Es ist vorhersehbar, dass die von Siegfried Jäckle initiierte Veranstaltung Aschermittwochsgespräch vom Forum Pro Schwarzwaldbauern zum Erfolg wird. Landwirtinnen und Landwirte selbst aus Reutlingen sind ins Brigachhaus angereist, um den Vortrag zum Thema „Ist die Kuh ein Klima-Killer?“ von Anita Idel zu hören.

Für Kulturwandel statt Strukturwandel

Organisator Siegfried Jäckle stellte die Frage in den Raum: „Warum brauchen wir die Kuh für unsere Zukunft?“. Er räumt auch ein: „Wir brauchen einen Kulturwandel statt Strukturwandel.“ Und er stellt fest: „Die Kuh wird im Vergleich mit dem Auto zum Klimakiller gemacht.“ So zitiert Jäckle den österreichischen Bergbauern Hans Haid mit den Worten: „Erst geht die Kuh, dann die Kultur.“ Damit gingen auch Erfahrungen von umweltbewusster Landwirtschaft verloren, sagt Jäckle weiter.

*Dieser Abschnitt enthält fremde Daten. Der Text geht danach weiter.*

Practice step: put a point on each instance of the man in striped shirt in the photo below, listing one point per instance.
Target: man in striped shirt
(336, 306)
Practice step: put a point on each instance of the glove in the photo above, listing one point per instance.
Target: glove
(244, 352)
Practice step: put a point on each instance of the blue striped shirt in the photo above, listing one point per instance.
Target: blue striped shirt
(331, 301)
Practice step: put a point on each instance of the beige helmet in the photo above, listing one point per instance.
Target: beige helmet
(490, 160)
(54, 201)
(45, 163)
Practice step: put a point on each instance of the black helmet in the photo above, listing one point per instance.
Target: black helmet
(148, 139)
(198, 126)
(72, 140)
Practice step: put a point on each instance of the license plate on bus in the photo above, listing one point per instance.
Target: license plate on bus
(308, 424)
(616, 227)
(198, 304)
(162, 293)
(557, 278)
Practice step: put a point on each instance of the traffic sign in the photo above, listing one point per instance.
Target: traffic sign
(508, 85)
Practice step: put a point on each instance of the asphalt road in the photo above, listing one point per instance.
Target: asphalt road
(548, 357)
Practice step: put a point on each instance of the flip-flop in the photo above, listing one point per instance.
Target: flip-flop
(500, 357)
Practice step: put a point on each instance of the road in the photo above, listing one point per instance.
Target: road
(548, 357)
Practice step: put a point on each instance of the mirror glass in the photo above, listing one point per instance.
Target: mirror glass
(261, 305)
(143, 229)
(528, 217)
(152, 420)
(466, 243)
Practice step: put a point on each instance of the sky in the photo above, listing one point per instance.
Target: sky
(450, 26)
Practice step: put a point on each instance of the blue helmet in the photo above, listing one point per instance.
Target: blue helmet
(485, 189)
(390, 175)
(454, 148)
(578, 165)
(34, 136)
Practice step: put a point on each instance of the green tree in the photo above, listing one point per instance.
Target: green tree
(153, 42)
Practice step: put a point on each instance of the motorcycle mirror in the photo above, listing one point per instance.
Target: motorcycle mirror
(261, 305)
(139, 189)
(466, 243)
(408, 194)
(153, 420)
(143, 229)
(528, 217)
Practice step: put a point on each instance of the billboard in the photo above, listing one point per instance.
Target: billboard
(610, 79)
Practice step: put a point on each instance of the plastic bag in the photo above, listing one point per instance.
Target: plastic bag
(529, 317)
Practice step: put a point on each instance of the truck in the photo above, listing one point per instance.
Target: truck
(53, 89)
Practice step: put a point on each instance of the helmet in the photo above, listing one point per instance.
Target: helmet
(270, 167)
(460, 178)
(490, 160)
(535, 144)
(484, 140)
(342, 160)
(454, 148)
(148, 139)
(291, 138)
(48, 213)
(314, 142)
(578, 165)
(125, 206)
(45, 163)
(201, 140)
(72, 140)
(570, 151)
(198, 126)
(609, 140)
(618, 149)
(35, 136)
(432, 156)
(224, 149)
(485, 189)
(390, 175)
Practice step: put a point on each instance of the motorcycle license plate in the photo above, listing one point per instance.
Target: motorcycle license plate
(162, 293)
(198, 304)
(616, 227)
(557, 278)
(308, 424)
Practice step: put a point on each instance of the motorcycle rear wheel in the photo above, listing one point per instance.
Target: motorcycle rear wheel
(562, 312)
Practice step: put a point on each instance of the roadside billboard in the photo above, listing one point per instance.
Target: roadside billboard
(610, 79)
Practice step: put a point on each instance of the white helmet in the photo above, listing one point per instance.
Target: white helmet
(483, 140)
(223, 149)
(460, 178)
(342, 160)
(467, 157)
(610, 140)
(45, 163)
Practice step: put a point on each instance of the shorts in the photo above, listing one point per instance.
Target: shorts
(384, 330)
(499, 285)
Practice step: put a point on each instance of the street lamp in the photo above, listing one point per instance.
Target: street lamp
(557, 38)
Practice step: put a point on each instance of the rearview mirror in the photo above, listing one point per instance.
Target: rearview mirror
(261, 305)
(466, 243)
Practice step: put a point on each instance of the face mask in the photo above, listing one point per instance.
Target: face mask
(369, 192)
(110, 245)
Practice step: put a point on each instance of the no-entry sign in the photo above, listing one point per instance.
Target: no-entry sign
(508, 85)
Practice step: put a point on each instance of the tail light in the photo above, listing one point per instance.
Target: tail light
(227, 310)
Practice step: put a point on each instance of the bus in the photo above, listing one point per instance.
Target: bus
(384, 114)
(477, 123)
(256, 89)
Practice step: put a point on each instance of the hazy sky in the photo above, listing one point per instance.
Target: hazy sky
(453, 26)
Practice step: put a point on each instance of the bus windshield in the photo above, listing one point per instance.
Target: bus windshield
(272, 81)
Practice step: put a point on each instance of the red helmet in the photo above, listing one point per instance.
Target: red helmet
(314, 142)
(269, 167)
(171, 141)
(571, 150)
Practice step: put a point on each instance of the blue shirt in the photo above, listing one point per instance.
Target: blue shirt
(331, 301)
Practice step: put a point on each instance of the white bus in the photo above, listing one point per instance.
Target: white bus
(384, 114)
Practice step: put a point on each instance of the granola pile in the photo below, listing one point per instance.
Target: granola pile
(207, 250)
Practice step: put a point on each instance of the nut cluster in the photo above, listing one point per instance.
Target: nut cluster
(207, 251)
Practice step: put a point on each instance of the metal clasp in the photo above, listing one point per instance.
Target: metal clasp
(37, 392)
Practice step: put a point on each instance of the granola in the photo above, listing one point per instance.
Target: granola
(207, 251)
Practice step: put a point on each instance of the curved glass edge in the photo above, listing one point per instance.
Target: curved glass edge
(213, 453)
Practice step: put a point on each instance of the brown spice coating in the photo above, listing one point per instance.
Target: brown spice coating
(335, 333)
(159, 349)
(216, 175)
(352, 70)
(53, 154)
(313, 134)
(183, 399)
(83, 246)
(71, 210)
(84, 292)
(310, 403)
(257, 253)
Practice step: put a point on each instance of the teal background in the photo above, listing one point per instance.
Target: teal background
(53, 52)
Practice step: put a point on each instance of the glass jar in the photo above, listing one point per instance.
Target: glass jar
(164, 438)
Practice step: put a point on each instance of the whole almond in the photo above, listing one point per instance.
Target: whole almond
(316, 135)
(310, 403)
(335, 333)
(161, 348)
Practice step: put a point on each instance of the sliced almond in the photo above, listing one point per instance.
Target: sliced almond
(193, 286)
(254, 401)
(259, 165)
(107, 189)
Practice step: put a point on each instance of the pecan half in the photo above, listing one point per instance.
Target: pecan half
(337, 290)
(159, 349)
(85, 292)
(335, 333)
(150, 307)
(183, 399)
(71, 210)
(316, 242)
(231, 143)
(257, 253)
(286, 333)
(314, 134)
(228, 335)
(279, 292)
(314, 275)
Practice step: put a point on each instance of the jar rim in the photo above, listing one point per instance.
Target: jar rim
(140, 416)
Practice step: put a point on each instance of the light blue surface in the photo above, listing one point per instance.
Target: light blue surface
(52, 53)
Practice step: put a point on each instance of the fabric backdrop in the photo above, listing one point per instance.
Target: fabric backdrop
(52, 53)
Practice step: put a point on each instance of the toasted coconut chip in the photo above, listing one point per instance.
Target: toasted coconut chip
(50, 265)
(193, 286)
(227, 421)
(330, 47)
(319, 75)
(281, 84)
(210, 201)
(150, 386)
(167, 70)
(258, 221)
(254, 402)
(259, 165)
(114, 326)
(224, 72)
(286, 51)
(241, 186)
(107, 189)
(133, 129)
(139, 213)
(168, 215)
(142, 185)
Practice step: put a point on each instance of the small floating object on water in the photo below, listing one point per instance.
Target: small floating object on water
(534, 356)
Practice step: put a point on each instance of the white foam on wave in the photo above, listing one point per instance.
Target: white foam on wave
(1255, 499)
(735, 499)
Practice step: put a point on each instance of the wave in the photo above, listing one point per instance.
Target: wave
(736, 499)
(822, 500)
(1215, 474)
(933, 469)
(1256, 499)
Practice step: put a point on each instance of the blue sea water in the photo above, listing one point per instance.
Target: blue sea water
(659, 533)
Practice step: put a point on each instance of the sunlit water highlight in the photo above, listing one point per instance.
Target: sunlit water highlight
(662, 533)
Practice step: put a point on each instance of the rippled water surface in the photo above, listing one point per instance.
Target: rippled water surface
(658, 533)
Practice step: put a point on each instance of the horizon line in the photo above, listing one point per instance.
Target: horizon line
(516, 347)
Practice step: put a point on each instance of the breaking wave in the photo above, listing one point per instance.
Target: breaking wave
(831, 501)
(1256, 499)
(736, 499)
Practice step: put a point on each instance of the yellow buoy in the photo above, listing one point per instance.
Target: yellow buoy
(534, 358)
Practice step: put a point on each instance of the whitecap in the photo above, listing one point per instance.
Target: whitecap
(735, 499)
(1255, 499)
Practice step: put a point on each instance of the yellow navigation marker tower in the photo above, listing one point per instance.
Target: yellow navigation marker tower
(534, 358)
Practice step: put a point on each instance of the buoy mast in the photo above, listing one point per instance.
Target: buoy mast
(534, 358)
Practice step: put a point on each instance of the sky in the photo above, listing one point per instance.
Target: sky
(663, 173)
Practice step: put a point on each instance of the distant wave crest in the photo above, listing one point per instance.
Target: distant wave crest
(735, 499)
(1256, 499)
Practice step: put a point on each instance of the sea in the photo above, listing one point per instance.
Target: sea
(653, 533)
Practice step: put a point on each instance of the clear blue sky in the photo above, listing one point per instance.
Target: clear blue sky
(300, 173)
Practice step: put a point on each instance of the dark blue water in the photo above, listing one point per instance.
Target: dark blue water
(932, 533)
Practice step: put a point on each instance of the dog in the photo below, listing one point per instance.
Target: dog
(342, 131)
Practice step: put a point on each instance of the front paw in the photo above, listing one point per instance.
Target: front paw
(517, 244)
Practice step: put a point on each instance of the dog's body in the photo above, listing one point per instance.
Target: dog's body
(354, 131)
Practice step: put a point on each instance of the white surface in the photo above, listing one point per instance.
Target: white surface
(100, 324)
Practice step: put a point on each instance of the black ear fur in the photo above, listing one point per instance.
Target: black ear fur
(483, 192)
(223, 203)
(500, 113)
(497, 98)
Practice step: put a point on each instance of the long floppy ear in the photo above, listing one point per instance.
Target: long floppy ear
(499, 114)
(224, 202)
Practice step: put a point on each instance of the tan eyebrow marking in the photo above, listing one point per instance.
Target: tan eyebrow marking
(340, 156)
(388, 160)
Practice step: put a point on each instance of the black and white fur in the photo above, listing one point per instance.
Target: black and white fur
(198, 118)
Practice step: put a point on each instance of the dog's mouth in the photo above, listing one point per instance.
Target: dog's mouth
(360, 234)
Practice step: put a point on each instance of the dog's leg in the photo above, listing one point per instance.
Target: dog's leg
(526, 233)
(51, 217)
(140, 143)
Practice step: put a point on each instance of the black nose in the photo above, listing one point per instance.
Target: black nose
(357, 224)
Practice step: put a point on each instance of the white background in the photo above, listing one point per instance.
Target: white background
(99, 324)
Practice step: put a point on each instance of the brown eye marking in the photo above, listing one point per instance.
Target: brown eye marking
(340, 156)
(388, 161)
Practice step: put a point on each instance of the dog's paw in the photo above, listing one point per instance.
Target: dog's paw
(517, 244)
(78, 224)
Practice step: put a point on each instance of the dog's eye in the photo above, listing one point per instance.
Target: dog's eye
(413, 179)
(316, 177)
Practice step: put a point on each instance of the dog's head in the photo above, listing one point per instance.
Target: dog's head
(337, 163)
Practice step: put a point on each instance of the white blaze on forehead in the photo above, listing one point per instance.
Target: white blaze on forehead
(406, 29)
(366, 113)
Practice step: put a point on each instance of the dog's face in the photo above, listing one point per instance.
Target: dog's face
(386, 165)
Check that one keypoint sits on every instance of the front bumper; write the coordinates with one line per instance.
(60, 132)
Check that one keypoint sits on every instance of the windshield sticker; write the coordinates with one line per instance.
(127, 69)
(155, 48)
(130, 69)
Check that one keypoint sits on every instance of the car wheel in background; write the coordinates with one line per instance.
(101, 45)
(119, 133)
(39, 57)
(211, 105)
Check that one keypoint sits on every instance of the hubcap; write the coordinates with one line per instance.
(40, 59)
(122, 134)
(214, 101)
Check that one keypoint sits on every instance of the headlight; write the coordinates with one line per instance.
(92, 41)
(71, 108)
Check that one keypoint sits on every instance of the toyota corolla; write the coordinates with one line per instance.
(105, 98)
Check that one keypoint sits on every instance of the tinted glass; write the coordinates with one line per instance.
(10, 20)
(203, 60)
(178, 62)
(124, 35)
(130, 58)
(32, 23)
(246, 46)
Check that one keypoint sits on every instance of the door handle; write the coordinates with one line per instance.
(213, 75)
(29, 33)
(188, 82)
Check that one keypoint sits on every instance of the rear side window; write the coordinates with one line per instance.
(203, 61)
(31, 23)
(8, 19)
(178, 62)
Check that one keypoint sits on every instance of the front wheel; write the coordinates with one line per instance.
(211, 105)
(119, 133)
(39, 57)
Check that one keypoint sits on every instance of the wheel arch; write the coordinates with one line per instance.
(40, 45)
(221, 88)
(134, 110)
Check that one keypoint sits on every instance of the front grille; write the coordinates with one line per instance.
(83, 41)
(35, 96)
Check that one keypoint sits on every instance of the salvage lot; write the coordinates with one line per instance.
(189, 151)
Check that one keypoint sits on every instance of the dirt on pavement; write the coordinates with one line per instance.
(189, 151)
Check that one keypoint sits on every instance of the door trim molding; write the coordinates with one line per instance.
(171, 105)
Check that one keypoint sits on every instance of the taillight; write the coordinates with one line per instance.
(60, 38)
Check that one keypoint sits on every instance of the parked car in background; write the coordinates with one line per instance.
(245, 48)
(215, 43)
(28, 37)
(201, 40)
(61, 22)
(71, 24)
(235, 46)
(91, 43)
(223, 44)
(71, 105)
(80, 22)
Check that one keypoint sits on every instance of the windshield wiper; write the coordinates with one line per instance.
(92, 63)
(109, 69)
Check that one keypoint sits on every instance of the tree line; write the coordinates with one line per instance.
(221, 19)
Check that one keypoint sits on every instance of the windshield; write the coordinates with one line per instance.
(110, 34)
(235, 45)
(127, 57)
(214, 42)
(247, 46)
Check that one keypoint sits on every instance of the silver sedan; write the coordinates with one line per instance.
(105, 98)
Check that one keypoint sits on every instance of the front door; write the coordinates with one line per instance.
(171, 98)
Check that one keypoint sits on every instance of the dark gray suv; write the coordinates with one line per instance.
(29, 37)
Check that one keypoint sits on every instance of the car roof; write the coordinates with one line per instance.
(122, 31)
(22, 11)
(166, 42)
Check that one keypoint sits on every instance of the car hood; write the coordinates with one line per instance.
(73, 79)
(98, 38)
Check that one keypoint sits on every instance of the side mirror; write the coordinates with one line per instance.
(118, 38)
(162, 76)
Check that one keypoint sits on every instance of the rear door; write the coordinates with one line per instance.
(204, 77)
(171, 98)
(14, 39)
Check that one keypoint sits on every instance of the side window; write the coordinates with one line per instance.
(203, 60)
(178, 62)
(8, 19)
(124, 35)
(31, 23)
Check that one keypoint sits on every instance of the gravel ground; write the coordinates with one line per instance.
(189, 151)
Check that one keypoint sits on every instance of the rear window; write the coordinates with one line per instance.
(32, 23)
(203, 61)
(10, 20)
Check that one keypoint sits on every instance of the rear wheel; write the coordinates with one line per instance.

Kraftfutter für Turbo-Milchleistung

Die Referentin des Abends, Anita Idel, hält es für fatal, dass Tiere als Ursache beim Thema Klimawandel im Scheinwerferlicht stehen – bezogen auf die sogenannten Turbokühe mit Jahresmilchleistungen über 10 000 Liter Milch. Diese Leistung könne nur zustande kommen, wenn die Kuh mit Kraftfutter gefüttert würden.

Kühe nach und nach von der Weide entfernt

Das seien allesamt Ackerfrüchte, welche mit hohem Aufwand erzeugt werden. Durch das strikt und straff organisierte Agrarsystem würden Kühe nach und nach von der Weide entfernt, da sie durch das zugeführte Futter ohnehin ausreichend gefressen hätten.

Gestenreich untermauert Anita Idel ihren Vortrag.
Gestenreich untermauert Anita Idel ihren Vortrag. | Bild: Werner Mueller

Grasland als wertvoller Kohlenstoffspeicher

Insgesamt bestünden 70 Prozent Grasland und 30 Prozent Ackerland auf der Erde. Das Grasland speichere dabei mehr Kohlenstoff und sollte somit geschont werden. Wichtig seien hierbei auch die feinen Wurzeln, welche Gräser ausbildeten. Je mehr feine Wurzeln, umso mehr Wasseraufnahme könne stattfinden. Wurzeln von heute seien der Humus von morgen. Während in Kaltzeiten Wasser in Gletschern gebunden werde, spiele in Warmzeiten das Grasland hier die wichtige Rolle.

Auerochsen als Vorfahren der Rinder waren weit verbreitet

Auch früher schon waren Rinder und vergleichbare Tiere weit verbreitet – ohne dass sie ein Problem fürs Klima gewesen wären. Ein Schaubild zeigt, dass Auerochsen – die es heute in dieser Form nicht mehr gibt – früher von Afrika bis Indien und an Chinas Ostküste verbreitet gewesen seien.

Methan wirkt stark klimaschädlich

Weshalb Böden versteppen, hänge mit der Behandlung dieser Böden zusammen. Dass die Kuh ein schlechter Futterverwerter ist, sei zudem ein Problem. Allerdings hat es die Verdauung der Wiederkäuer in sich: Kühe haben mehrere Mägen, in denen Bakterien für die Verdauung sorgen. Dabei entstehen verschiedene Gase, die von dem Tier in die Atmosphäre ausgestoßen werden – darunter Methan. Und dieses ist als Klimagas nach wissenschaftlichem Stand 21 Mal stärker als Kohlendioxid.

Gras wird zu Milch und Fleisch

Andererseits können Kühe Weidefutter zu Milch und Fleisch umwandeln. Deshalb sind sie bestens geeignet zur Nutzung von Böden, die nicht beackert werden können. Doch statt dessen werden sie mit Kraftfutter aus Mais, Soja und Getreide zu Nahrungskonkurrenten der Menschen gemacht. Heute lande über 50 Prozent der weltweiten Getreideernte im Futtertrog. Aber wenn es schon Turbokühe gibt, die mit Kraftfutter versorgt werden, dann müssten sie zumindest runter von der Weide in den Stall, damit sie nicht auch noch Weidefutter aufnehmen. Die Kuh ist kein Klimakiller, das sei immer der Mensch, so das Fazit der Referentin.